`restricted` member variables

Ola Fosheim Grøstad ola.fosheim.grostad at gmail.com
Wed Jun 22 13:06:04 UTC 2022


On Wednesday, 22 June 2022 at 11:36:52 UTC, forkit wrote:
> Of course, this butchering does have an effect on OOP in D. But 
> that's not the main point here.
>
> In fact, you are always using abstract data types, and 
> benefitting from them, regardless of what 'paradigm' you're 
> using.

Yes, yes, yes, but many D programmers don't have formal training 
so they are going by what they read on blogs or their own 
experience.

It should be obvious to anyone that if D's strength is to go from 
prototyping to shippable products then solid support for 
evolution is needed. Fine grained encapsulation is absolutely an 
advantage. That's 100% undeniable. Especially in system level 
programming.

However, if I were to rank what should be focused on, then 
changing/adding to encapsulation would be at spot 20 or so…

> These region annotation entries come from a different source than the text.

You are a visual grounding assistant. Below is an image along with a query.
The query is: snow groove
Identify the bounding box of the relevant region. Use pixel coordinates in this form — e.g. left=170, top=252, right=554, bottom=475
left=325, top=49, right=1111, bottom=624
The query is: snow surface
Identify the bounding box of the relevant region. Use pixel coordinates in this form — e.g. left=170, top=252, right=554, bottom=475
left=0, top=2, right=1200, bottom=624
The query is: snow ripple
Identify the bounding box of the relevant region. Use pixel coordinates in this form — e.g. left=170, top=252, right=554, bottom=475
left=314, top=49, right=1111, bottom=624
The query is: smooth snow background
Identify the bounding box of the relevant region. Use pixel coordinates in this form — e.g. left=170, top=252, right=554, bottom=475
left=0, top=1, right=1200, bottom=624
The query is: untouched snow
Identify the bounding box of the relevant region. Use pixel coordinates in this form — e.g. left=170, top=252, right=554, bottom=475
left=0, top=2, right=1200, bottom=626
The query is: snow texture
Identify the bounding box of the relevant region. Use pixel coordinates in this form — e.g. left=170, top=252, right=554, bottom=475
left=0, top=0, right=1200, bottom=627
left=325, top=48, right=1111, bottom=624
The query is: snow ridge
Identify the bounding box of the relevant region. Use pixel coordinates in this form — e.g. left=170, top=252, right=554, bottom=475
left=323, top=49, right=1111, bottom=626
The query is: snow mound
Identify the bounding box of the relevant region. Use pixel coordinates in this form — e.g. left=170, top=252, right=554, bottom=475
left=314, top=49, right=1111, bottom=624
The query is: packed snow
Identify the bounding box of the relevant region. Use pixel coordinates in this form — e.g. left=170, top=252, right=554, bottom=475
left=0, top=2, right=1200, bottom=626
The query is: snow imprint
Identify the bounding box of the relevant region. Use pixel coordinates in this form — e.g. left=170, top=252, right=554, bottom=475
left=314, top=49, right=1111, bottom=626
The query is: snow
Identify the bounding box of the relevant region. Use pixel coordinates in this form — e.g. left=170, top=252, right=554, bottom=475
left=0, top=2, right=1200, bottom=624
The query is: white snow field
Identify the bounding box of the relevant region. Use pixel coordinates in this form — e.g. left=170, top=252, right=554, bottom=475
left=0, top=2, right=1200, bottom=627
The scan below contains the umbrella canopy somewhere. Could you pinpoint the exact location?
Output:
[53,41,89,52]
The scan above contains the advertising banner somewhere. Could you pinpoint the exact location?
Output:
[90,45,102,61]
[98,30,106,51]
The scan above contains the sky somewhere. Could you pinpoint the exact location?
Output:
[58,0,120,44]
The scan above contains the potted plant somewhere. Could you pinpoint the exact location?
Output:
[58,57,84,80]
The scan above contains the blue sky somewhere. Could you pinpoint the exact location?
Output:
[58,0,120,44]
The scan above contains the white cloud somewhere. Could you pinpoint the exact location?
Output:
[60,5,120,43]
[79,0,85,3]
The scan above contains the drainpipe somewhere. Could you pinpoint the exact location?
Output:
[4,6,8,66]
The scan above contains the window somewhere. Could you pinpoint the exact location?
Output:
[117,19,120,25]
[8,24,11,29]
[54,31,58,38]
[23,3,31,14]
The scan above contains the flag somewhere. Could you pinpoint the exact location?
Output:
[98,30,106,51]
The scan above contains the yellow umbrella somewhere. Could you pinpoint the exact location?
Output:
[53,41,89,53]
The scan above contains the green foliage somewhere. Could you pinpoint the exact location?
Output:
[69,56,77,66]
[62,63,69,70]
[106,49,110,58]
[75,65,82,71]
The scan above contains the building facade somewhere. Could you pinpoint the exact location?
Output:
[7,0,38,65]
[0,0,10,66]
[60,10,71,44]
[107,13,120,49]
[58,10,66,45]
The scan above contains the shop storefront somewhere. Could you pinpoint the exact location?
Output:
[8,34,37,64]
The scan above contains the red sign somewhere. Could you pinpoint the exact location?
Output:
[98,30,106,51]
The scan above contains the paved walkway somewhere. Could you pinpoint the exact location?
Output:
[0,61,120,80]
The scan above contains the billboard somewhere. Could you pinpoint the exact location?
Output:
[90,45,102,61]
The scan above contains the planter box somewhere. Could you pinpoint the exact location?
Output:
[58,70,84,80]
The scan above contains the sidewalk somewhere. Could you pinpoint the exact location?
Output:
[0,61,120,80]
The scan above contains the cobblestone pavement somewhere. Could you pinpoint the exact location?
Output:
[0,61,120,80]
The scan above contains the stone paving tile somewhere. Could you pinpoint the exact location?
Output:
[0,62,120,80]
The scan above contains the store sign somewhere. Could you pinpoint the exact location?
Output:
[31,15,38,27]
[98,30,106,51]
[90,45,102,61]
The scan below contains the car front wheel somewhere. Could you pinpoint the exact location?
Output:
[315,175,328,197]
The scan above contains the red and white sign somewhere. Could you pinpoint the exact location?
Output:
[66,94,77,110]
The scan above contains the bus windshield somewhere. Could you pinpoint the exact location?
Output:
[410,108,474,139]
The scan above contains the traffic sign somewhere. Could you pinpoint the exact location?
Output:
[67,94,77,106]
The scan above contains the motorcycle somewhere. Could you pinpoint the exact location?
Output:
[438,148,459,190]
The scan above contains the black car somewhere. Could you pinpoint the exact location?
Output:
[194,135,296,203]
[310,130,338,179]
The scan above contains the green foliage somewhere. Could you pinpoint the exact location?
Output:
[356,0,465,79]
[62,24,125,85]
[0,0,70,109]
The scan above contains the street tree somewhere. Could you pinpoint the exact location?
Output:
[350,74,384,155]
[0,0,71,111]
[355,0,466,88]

Currently the big issue for D is *not loosing focus* and complete 
what has been started on:

1. competitive memory management
2. @safe and @trusted
3. completing existing features
4. fixing error handling
5. fixing contracts

When all that is done… by all means, look at encapsulation, 
syntax, etc.

But I would predict that the end result, after everyone has 
added/changed their pet peeve, would be something that would not 
be D2, it would be D3.

So the best option is to either make do with naming-conventions 
to get ad-hoc class-privacy or implement it as a fork.

If you want to do this in a fork then I'll try to help you with 
locating the spots that need modification. If you complete this 
on a fork, I'll help you write the DIP for it.